Berbicara tentang  nelayan, yang terlukis di benak kita adalah kapal ikan yang sedang berlayar mengharungi laut  menantang  gelombang. Mending rezeki lagi berpihak, hasil tangkapan melimpah ruah. Apabila nasib sedang tak mujur tersebab ombak yang tiada bersahabat, tidak ada pilihan selain menganggur.
Begitulah nasib anak pantai dari zaman ketumbar sampai zaman merica, menggantungkan suap pada ikan di laut. Sebanyak apapun perolehannya, predikat kaya tetap disandang laut, yang sejahtera pedagang ikannya.
Lumayan nelayan era sekarang, munggunakan peralatan serba canggih semua pekerjaan serba mesin.  Zaman ayah saya dahulu, untuk menggerakkan jukung menunggu belas kasihan dari alam. Berangkat tengah malam saat angin darat bertiup, pulang  siang  tatkala angin laut berhembus. Belum lagi getirnya pinggang menghela pukat di atas  pasir yang panas memanggang.
Kemudahan ini telah mereka nikmati sepuluh tahun terakhir, berkat peralatan yang disebutnya psap. Yaitu seperangkat alat tangkap ikan yang terbuat dari jaringan berkerangka besi.
Kita tinggalkan sejenak masalah psap.
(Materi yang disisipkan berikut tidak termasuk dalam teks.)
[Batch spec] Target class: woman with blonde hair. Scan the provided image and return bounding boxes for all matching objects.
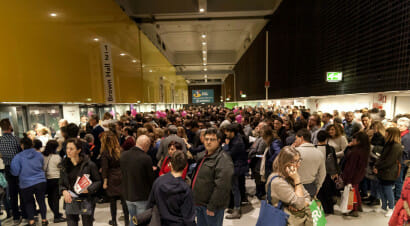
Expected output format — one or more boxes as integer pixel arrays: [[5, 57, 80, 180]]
[[266, 146, 313, 226], [101, 131, 129, 226], [373, 127, 403, 217]]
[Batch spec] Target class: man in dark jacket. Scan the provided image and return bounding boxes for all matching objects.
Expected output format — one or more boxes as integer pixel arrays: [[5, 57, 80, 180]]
[[223, 124, 248, 219], [192, 128, 234, 226], [148, 151, 196, 226], [120, 135, 154, 225]]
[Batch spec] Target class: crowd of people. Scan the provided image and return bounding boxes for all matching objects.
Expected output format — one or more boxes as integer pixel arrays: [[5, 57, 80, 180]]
[[0, 106, 410, 226]]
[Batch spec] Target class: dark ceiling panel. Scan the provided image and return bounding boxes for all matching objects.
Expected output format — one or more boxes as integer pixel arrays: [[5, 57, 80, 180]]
[[207, 0, 279, 12], [117, 0, 198, 14]]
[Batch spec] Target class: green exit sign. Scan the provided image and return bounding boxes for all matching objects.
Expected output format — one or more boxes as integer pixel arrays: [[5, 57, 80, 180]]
[[326, 72, 343, 82]]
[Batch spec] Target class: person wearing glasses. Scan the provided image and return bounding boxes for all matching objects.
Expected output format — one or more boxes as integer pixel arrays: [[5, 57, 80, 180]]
[[293, 129, 326, 197], [192, 128, 234, 226]]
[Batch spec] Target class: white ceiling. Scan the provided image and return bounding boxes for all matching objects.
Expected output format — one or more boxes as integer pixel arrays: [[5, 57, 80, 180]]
[[116, 0, 281, 84]]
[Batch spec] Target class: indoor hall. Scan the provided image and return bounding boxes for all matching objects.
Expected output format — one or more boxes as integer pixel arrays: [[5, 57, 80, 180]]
[[0, 0, 410, 226]]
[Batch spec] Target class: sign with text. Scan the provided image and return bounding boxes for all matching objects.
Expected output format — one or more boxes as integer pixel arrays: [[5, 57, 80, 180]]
[[101, 43, 115, 104], [192, 89, 214, 104], [326, 72, 343, 82]]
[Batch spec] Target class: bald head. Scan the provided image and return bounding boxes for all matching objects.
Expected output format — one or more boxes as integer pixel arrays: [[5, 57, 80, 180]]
[[135, 135, 151, 152]]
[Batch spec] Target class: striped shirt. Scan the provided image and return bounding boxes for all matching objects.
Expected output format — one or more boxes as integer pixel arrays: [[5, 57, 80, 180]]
[[0, 133, 20, 166]]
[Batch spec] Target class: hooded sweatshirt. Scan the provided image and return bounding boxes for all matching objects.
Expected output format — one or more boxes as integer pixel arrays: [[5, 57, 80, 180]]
[[10, 148, 46, 189], [148, 173, 196, 226]]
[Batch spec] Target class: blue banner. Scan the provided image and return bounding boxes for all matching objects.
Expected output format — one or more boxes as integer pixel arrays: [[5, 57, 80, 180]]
[[192, 89, 214, 104]]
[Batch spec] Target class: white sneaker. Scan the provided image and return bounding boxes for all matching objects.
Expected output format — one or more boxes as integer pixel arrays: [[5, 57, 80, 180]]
[[384, 209, 393, 217]]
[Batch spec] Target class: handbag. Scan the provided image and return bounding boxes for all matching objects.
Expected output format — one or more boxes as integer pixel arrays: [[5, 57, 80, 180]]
[[64, 198, 93, 215], [132, 205, 161, 226], [309, 200, 327, 226], [256, 176, 289, 226]]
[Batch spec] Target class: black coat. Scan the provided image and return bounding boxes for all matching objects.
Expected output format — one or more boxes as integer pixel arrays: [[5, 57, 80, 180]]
[[147, 173, 196, 226], [120, 147, 154, 202], [101, 151, 122, 197], [224, 134, 249, 176]]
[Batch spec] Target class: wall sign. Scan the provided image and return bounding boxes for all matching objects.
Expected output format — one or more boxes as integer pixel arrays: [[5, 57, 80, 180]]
[[101, 43, 115, 104], [192, 89, 214, 104], [326, 72, 343, 82]]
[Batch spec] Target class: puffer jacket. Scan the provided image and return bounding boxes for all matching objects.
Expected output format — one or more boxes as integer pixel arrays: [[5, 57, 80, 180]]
[[192, 148, 234, 211], [375, 143, 403, 181], [224, 133, 249, 176], [248, 137, 266, 174]]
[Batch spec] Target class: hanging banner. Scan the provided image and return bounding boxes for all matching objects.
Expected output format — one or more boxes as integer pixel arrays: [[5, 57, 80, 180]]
[[101, 43, 115, 104]]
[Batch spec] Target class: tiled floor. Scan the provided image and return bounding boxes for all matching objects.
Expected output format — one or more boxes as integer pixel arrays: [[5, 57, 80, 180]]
[[2, 180, 389, 226]]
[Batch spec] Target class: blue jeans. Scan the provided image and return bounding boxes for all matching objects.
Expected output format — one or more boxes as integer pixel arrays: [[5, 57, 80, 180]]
[[370, 179, 382, 199], [195, 206, 225, 226], [394, 164, 407, 200], [127, 201, 148, 226], [380, 184, 394, 210]]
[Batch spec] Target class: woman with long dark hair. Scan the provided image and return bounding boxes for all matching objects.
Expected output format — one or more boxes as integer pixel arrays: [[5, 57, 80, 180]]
[[101, 131, 128, 226], [266, 146, 313, 226], [374, 127, 403, 217], [342, 131, 370, 217], [43, 140, 66, 223], [60, 138, 101, 226]]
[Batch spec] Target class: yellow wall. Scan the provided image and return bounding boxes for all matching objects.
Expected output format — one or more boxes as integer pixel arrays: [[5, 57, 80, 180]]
[[0, 0, 187, 103]]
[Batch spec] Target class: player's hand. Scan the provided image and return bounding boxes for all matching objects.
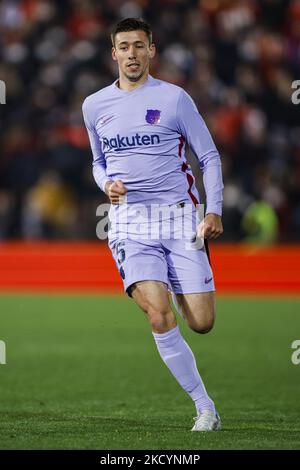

Mari, ikut saya mengunjungi pantai dan danaunya sambil menikmati pemandangan alam yang cantik, indah, dan menawan.
Semenjak psap populer di  kalangan nelayan setempat, Danau Kerinci seakan menjelma menjadi negeri terapung. Tak jauh dari bibir pantai, ratusan pondok kecil bercongkol di sana-sani. Dalam bahasa Kerinci disebut sudung.  Di sekitar itulah perangkat tersebut dipasang. Dengan cara menenggelamkannya ke dasar danau, pada kedalaman dan posisi tertentu.
Minggu kemarin, saya dan suami  menyambangi sebuah pondok nelayan di pantai Pidung. Di sana nongkrong dua pria nelayan, plus tiga wanita muda. Pada kesempatan tersebut  saya sempat berbincang dengan salah satu nelayan. Ketika ditanya apakah malam hari mereka nginap di sudung.
Pria itu menjawab, "Di sini aman, Bu. Ada daerah tertentu yang rentan pencurian. Tapi biar tidak kecolongan sebaiknya ditunggu malam," jawabnya.